The compartmentalization of glycomolecules and their biosynthesis within eukaryotic cells promotes novel biosynthetic pathways and allows control over assembly, storage, and release.
Many enzymes and proteins involved in glycomolecule metabolism engage different metals as key cofactors, and potential variations in availability of biometals regulates glycomolecule generation and enzyme activities (376).
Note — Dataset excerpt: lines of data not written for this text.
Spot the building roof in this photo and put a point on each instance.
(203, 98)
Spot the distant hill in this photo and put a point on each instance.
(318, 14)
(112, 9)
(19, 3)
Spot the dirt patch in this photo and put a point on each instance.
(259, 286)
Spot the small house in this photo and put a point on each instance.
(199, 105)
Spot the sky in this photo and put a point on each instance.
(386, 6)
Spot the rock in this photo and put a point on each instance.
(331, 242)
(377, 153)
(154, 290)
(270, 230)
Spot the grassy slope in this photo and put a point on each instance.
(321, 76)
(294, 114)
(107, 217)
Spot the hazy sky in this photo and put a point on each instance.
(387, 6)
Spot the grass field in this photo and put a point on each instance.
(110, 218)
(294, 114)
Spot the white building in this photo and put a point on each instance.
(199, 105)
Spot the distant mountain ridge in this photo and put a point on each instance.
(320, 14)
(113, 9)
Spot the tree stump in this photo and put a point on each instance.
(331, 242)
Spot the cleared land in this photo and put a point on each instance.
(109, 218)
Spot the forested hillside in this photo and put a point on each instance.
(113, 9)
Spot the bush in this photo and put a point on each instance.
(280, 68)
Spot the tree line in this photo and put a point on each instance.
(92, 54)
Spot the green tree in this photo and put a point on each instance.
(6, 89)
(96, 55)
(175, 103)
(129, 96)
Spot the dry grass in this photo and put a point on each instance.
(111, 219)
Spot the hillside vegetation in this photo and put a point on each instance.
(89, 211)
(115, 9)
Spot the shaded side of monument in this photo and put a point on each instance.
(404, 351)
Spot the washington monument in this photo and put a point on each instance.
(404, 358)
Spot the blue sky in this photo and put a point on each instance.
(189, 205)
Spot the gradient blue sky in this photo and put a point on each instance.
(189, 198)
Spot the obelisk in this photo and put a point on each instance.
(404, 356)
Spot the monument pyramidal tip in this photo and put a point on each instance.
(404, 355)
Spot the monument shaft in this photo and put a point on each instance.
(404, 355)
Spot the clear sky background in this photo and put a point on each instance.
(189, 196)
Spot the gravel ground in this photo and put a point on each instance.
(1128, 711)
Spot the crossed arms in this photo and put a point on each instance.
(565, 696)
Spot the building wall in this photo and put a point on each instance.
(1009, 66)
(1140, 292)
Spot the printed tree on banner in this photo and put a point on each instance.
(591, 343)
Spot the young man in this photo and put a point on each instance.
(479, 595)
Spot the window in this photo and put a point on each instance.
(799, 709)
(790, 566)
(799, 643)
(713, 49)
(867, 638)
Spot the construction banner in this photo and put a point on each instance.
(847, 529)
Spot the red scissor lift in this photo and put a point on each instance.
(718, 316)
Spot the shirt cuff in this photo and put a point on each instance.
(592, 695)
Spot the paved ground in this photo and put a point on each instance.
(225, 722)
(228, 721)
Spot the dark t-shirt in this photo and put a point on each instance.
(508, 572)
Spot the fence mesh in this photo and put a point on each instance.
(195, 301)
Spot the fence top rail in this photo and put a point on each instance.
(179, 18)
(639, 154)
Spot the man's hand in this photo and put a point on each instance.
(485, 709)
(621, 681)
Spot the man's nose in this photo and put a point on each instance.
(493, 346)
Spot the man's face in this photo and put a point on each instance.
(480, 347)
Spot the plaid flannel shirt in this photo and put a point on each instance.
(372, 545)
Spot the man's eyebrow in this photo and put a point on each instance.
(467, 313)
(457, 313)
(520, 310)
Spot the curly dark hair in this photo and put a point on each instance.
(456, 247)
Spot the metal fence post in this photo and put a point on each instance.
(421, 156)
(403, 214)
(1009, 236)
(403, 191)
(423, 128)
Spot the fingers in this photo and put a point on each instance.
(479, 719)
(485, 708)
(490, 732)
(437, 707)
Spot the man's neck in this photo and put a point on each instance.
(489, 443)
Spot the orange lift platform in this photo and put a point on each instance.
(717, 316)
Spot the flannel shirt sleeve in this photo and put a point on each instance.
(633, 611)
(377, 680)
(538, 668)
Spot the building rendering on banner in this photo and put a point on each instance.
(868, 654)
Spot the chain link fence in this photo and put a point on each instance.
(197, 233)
Understanding evolution is unimaginable without considering the emergence of carbohydrates and their key roles in structure and metabolism. Carbohydrates became essential components of all types of glycomolecules beyond the nucleic acids, as well as being central players in metabolism. The elaboration of glycomolecules beyond simple sugars and monosaccharides exploited the many advantages of carbohydrates over other types of building blocks, including their inherent multivalency due to multiple functional groups, solubility, ease of biosynthesis and metabolism, the low energy considerations of the glycosidic linkage compared to other bonds, e.g., peptide bonds, and the non-template dependence on glycan generation and modulation. The evolutionary factors involving competition between host-invader interactions and the emergence of the diverse functions of glycans associated with unique biological pathways are among several drivers of diversity of glycomolecules in viruses and all living cells. Emerging information about the glycogenomes of organisms, the genetic regulation of glycosylation, and the unique glycomes of each organism, is contributing to our enlightenment about the complex evolution of glycan structure and function. However, as the glycome cannot yet be directly predicted from the genome, new tools and analytical technologies are likely to further illuminate how we think about glyco-evolution and the dynamic landscape of glycan expression, recognition, and function in all life forms.